The overall legislative trajectory of § 245 has historically favored broader access to adjustment rather than limiting it to rare or exceptional circumstances.

Potential Practical Impact

Although the memorandum does not change statutory eligibility requirements, it may significantly affect how adjustment applications are adjudicated in practice.

Increased Scrutiny of Intent at Entry

The memorandum revives analysis associated with Matter of Cavazos and similar cases focusing on the applicant’s intent at the time of admission.

Applicants who entered on B-1/B-2 visitor visas or other single-intent classifications and later pursue adjustment of status may face heightened scrutiny regarding whether they intended to immigrate at the time of entry. USCIS may issue additional Requests for Evidence seeking documentation relating to intent and immigration history.

Greater Importance of Maintaining Nonimmigrant Status

The memorandum also elevates compliance with the terms of nonimmigrant admission as an important discretionary factor.

Under prior practice, many applicants allowed their underlying nonimmigrant status to lapse after filing Form I-485 and obtaining employment authorization and advance parole documents. The new guidance suggests USCIS may now treat failure to maintain status during the pendency of an adjustment application as a negative discretionary consideration.

Where possible, applicants may wish to continue extending and maintaining underlying nonimmigrant status throughout the adjustment process. This may be particularly important for individuals in single-intent or short-duration visa classifications where adjustment processing times may extend beyond the original authorized period of stay.

The memorandum may also affect advance parole travel decisions, especially for applicants whose underlying nonimmigrant status has already expired.

More Detailed Discretionary Denials

The memorandum states that discretionary denials should include written analysis explaining the positive and negative factors considered by the adjudicating officer.
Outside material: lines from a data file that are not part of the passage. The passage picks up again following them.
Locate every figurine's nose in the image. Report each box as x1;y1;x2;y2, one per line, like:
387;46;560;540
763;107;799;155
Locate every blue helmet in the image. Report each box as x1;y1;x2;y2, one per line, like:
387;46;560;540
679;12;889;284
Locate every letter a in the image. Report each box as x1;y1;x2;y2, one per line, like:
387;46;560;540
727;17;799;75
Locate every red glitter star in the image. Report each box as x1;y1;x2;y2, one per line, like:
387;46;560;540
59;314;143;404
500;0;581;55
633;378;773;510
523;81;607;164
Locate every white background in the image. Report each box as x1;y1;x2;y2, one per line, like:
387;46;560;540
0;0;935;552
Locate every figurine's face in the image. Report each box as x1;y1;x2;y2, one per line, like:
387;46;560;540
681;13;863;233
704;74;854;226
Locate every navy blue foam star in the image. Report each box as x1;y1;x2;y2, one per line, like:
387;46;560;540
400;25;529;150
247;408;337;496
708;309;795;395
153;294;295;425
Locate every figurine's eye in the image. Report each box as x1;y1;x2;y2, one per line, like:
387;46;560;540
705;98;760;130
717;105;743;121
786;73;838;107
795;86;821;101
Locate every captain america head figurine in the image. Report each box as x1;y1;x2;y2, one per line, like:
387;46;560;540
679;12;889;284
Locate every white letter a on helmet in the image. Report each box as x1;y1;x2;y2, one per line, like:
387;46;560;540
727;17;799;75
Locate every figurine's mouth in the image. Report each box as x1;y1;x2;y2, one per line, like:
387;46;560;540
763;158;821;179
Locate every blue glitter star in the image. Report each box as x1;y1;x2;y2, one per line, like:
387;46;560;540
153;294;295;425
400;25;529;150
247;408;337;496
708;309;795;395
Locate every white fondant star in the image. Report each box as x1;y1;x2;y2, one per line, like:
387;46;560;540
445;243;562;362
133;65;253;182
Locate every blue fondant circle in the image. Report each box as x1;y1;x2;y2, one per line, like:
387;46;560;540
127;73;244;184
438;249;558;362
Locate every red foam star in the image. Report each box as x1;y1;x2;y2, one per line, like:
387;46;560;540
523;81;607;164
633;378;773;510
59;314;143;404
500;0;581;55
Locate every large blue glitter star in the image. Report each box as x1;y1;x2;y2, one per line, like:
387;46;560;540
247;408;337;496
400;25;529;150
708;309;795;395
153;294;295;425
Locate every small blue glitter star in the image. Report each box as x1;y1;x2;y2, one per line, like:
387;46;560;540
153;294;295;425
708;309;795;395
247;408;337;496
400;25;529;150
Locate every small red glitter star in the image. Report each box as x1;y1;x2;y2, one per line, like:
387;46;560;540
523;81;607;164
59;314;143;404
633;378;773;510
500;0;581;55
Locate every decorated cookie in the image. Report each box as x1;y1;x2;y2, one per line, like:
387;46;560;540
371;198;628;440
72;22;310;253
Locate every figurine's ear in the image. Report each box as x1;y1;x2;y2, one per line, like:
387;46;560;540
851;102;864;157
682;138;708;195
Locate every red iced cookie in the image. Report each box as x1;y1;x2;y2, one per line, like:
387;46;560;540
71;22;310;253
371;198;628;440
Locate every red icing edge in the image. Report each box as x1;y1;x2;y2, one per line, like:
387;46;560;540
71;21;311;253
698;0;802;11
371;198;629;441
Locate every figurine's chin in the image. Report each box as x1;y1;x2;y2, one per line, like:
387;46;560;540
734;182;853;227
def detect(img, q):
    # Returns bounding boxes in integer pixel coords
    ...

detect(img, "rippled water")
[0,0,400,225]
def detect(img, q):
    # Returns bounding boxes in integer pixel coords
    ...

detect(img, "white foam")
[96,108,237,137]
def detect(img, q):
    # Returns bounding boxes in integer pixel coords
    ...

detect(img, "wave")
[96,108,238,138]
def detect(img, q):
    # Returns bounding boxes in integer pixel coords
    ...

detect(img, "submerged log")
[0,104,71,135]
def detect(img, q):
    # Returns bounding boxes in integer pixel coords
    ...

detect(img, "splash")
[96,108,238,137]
This requirement may create a more developed administrative record for purposes of motions to reopen, appeals, or future litigation challenging discretionary denials.

Who May Be Affected

Potentially affected groups include:

  • Employment-based adjustment applicants;
  • H-1B, L-1, TN, O-1, and other temporary workers pursuing permanent residence;
  • Family-based adjustment applicants;
  • EB-1 and National Interest Waiver self-petitioners;
  • Dependent spouses and children; and
  • Applicants relying on concurrent filing strategies.

The memorandum also reiterates that pursuing adjustment of status is not inherently inconsistent with recognized dual-intent classifications such as H-1B and L-1 status. However, USCIS notes that maintenance of lawful status alone may not be sufficient to warrant favorable discretion in every case.

For employers, the memorandum may require reassessing immigration strategies for sponsored employees, anticipating additional Requests for Evidence or adjudication delays, and evaluating whether consular processing may be preferable in certain cases depending on the employee’s immigration history and long-term plans.

Looking Ahead

The ultimate impact of the memorandum remains uncertain and will likely depend on how USCIS officers apply the guidance in practice. Additional agency guidance, administrative decisions, or federal litigation may further define the scope of the policy.

For now, individuals with pending or anticipated adjustment applications should consider proactively strengthening the discretionary aspects of their cases. Documentation relating to tax compliance, employment history, family ties, long-term residence, community involvement, and other favorable equities may become increasingly important in adjustment adjudications moving forward.